Ser cristiano es saberse en el amor de Jesucristo, que, en la medida de la docilidad del hombre, le lleva a amar a Dios sobre todas las cosas y al prójimo como a sí mismo.
Los actos religiosos con motivo del nombramiento de San Juan de Avila como Doctor de la Iglesia han puesto una vez más de manifiesto algo que por considerarse parte de la sociología actual apenas si llama la atención: aquellos Medios Informativos considerados de “Derechas” le han dado todo el relieve posible.
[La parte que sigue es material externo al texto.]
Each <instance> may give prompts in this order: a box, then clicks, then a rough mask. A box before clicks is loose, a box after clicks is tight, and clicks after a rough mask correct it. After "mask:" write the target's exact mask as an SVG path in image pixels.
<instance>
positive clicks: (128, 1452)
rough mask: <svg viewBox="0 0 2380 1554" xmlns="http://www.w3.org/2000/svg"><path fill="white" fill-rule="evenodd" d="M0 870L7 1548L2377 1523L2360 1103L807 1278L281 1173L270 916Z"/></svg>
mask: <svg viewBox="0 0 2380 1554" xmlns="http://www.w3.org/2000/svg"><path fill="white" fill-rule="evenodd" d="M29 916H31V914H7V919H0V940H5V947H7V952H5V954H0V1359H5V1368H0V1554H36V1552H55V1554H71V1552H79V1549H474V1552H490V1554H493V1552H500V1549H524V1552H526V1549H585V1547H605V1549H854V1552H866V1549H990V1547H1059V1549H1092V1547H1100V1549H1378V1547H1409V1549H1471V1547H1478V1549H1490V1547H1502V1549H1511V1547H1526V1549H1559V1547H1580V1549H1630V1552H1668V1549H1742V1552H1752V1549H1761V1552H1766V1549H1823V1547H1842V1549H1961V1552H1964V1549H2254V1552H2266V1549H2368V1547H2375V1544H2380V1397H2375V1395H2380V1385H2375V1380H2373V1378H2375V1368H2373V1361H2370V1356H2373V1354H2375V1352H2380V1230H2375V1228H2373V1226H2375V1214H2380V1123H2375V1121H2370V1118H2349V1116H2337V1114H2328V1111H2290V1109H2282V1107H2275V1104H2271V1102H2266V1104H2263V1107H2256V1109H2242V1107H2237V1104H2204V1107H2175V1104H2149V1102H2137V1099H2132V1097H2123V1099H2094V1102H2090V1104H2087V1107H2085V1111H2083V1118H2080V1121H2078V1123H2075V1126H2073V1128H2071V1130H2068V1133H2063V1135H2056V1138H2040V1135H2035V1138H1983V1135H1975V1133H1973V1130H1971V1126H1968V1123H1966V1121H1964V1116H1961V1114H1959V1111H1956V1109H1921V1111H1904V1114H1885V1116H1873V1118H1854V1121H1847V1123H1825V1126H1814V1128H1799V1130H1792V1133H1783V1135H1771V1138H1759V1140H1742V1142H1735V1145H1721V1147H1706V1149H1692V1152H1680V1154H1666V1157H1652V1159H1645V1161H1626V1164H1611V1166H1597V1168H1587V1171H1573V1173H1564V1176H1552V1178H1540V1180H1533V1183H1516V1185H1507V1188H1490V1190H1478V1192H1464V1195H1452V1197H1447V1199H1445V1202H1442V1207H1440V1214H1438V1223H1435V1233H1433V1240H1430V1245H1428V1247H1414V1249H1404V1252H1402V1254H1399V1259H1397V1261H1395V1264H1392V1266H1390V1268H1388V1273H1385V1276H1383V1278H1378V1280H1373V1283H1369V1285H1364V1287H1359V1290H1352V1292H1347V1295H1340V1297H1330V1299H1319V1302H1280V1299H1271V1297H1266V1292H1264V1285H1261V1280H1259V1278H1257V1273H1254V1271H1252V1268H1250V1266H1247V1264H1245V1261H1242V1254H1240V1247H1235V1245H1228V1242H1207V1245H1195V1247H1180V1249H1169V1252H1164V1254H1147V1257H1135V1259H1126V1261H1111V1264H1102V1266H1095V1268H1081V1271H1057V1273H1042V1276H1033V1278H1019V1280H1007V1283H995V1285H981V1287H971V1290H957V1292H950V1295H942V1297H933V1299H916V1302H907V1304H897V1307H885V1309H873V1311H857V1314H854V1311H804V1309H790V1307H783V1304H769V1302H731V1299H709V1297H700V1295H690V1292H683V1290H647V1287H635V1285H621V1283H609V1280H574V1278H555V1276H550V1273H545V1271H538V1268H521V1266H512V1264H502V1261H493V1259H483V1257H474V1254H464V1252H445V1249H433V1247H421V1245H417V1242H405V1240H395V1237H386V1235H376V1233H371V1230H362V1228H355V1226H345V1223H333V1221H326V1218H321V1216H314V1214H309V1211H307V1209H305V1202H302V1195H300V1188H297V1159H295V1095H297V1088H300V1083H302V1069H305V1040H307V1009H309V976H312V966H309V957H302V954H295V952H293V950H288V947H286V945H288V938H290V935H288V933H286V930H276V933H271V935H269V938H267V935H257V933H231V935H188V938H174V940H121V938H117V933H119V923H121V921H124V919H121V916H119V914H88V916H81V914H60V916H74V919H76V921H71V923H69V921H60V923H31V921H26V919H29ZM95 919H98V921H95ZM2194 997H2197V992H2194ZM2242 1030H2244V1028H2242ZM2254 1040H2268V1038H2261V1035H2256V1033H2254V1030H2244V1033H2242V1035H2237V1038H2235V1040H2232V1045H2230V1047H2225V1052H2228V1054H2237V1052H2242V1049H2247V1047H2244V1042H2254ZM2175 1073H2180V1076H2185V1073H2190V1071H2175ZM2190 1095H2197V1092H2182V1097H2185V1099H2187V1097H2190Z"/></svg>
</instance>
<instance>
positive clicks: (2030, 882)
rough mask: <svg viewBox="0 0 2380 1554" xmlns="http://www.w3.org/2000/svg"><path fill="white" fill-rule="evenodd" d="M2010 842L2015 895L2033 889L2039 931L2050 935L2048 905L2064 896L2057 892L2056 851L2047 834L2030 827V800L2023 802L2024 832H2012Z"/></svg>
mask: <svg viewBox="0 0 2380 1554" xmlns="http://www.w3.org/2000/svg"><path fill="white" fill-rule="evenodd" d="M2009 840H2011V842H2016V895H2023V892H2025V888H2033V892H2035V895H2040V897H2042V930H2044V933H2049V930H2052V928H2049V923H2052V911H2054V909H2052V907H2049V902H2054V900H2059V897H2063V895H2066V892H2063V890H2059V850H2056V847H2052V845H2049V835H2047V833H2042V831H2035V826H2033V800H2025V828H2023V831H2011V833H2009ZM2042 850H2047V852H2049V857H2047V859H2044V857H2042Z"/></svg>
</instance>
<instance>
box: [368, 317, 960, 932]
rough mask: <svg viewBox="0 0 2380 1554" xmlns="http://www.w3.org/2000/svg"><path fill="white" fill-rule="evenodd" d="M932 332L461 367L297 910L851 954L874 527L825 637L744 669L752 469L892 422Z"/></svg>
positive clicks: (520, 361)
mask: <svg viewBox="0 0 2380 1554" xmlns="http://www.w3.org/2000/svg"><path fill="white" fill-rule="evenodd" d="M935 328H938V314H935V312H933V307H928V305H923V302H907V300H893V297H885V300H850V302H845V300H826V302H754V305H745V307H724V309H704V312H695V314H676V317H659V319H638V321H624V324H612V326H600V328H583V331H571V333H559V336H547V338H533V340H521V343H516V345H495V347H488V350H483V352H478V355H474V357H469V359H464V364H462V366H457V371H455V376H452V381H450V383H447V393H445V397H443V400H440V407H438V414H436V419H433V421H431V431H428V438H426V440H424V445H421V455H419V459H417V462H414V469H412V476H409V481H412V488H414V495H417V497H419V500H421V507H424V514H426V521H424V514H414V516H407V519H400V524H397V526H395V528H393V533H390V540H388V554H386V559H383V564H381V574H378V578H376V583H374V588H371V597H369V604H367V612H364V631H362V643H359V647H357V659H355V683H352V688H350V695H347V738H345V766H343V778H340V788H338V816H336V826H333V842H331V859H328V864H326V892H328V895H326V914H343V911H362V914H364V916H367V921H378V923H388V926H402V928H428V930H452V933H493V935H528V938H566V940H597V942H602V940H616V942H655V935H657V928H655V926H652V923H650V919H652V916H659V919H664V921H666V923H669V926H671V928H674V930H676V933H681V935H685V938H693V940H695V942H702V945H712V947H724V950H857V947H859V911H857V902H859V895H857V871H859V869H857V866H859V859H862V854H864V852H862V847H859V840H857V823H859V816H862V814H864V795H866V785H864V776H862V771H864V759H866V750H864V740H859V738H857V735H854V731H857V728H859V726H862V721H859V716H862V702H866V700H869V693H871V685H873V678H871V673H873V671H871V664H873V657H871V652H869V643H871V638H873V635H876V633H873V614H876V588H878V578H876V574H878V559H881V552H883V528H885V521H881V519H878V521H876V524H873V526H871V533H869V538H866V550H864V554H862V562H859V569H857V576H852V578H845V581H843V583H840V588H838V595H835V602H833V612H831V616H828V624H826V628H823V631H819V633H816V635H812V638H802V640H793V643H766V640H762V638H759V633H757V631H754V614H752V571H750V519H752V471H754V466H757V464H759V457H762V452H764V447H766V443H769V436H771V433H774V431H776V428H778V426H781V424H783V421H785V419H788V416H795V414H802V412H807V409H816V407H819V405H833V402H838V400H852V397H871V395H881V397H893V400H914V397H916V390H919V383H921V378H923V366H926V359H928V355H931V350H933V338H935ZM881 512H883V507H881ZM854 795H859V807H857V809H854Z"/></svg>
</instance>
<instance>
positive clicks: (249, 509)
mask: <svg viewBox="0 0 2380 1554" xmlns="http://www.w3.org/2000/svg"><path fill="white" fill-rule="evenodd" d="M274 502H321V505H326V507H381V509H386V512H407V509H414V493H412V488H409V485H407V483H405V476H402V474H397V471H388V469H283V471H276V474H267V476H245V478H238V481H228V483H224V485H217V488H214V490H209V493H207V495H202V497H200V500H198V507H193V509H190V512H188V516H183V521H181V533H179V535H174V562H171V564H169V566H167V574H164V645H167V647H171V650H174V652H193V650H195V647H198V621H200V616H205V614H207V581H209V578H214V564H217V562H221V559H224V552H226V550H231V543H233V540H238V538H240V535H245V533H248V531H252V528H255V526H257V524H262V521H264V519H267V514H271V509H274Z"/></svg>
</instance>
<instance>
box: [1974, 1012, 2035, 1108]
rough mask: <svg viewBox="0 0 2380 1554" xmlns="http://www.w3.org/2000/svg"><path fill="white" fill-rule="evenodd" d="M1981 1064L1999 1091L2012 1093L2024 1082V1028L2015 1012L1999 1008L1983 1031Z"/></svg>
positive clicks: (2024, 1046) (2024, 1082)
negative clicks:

Los de “Izquierdas”, en cambio, no lo han tenido en cuenta –como si no hubiera sucedido- o lo han mencionado muy de pasada. Quizá merezca la pena una reflexión, aunque sea muy breve. A estas alturas del conocimiento o. mejor dicho, en esta etapa de la evolución cultural, afirmar que la izquierda es agnóstica y la derecha creyente, es un absurdo . Tampoco se puede diferenciar a los hombres por el nivel de sus rentas –la derecha rica y creyente; la izquierda pobre y atea. El esquematismo que allá en los albores del siglo XX dividió el mundo en izquierdas y derechas, no tiene vigencia. Son términos anecdóticos que proceden de Revolución Francesa. En una de aquellas asambleas los más levantiscos y revolucionarios se colocaron a la izquierda de la sala y los moderados en el lugar opuesto. La inmensa mayoría de los conceptos que aún manejamos como actuales carecen de vigencia.
Ser cristiano es saberse en el amor de Jesucristo, que, en la medida de la docilidad del hombre, le lleva a amar a Dios sobre todas las cosas y al prójimo como a sí mismo. La Iglesia es la necesidad de la hermandad. El que ama no puede andar solo por la vida. El amor al prójimo necesita del compañerismo. Vivir en el anticlericalismo es no haber salido todavía del siglo XIX. Realmente es una antigualla que aún pervive en los que entienden la inteligencia como una especie de factor de la modernidad. Miles de intelectuales en los dos últimos dos siglos han empeñado sus conocimientos y deducciones en la afirmación de que una humanidad más conocedora y madura prescindiría de la trascendencia. Todos han desaparecido con la Historia. El Señor Jesús, aquel que, siendo Dios se hizo hombre en su inmenso amor por la persona, sigue siendo dueño de la Historia.